- Location: Pointe Coupee Parish and West Feliciana Parish, Louisiana
- Coordinates: 30°53′33″N 91°34′03″W﻿ / ﻿30.89250°N 91.56750°W
- Type: ox-bow lake

= Raccourci Old River =

Raccourci Old River, also called Old River, is a 12 mi long ox-bow lake located in northern Pointe Coupee Parish and western West Feliciana Parish in Louisiana, USA. It is also sometimes called Old River creating some confusion with the other Old River. It encompasses approximately 4000 acre.

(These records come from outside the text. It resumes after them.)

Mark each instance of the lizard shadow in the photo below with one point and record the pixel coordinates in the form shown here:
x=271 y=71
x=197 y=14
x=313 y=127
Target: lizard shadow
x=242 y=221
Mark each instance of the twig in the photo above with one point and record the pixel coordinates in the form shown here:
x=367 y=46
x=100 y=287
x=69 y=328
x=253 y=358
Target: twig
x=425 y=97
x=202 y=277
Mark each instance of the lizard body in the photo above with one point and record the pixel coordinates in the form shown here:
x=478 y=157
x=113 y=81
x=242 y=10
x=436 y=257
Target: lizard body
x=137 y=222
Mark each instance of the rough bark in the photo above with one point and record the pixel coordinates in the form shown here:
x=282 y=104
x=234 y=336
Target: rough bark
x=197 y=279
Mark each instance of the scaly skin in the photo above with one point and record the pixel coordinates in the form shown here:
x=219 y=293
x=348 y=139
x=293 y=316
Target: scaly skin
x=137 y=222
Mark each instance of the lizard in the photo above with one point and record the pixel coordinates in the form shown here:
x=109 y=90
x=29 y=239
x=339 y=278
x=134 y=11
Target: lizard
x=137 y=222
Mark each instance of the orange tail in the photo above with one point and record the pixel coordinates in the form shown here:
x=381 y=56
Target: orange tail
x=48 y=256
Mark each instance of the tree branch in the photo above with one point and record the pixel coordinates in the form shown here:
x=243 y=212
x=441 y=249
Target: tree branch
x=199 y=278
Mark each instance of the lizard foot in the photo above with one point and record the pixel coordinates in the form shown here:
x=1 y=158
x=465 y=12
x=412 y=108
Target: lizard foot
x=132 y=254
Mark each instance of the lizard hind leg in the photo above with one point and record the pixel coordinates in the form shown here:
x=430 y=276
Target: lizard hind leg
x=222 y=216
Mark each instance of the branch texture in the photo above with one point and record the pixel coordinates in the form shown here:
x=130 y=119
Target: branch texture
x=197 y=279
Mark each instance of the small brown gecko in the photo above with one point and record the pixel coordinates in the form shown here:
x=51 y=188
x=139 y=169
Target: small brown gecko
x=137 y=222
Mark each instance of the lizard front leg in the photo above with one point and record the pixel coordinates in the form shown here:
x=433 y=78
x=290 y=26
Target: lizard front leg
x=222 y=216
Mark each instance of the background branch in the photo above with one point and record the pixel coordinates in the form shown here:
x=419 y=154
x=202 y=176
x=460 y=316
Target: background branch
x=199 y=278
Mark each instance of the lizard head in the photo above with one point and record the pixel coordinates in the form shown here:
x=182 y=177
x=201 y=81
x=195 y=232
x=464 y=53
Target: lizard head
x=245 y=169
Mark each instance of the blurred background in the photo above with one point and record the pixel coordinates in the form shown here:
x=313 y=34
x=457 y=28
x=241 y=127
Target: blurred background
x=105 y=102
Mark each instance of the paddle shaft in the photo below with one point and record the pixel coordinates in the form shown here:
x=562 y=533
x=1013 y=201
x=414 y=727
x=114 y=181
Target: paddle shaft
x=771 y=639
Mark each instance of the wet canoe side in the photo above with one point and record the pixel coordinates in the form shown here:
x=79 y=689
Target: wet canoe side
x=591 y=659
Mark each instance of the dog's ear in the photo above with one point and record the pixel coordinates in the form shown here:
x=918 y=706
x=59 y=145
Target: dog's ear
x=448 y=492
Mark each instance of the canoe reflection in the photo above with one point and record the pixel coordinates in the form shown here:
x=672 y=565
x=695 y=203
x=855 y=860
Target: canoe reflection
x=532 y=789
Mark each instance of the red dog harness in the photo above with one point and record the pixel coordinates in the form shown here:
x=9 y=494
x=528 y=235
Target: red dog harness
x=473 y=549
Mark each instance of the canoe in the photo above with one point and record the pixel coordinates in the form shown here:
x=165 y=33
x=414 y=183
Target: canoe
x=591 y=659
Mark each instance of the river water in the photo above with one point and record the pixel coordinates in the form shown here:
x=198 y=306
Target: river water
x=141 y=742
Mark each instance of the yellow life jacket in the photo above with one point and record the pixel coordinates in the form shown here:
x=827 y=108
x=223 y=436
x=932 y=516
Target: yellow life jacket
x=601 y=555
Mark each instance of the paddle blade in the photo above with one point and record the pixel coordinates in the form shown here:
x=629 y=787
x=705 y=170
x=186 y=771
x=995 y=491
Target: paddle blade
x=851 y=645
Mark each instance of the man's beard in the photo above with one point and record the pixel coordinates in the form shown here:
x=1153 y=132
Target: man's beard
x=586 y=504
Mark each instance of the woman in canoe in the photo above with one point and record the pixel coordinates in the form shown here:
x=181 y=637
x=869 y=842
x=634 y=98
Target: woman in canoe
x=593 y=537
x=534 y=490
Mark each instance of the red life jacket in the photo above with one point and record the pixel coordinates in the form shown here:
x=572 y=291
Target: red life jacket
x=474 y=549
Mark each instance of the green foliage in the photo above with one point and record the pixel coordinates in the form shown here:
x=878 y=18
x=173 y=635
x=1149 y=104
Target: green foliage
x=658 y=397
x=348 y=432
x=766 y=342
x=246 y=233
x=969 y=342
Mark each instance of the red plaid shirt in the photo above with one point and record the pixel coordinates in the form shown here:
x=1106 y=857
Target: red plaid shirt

It is located outside the Mississippi River Protective Levee system near the communities of Lacour, LA and Innis, LA. The lake was once the main channel of the Mississippi River. The northern end of the lake has become silted in over the years, while the southern end of the lake is still open to the main Mississippi River Channel at certain times of the year. This accessibility is dependent upon the water level in the channel, known as "the Narrows", that connects the two bodies of water. The land mass in the north eastern part of the lake is known as Raccourci Island and is located in West Feliciana Parish. The lake forms part of the boundary line between Pointe Coupee and West Feliciana Parishes.

==Fishing==
This waterway is known for fishing, boating, and duck hunting. Among the fish caught in Old River, crappie (known as sac-a-lait in southern Louisiana) are probably the most sought after. Other fish species include bluegill, largemouth bass, several species of catfish, largemouth buffalo, and the endangered paddlefish. It is a popular fishing area for commercial fishermen, who tend to fill their bag limits on a regular basis.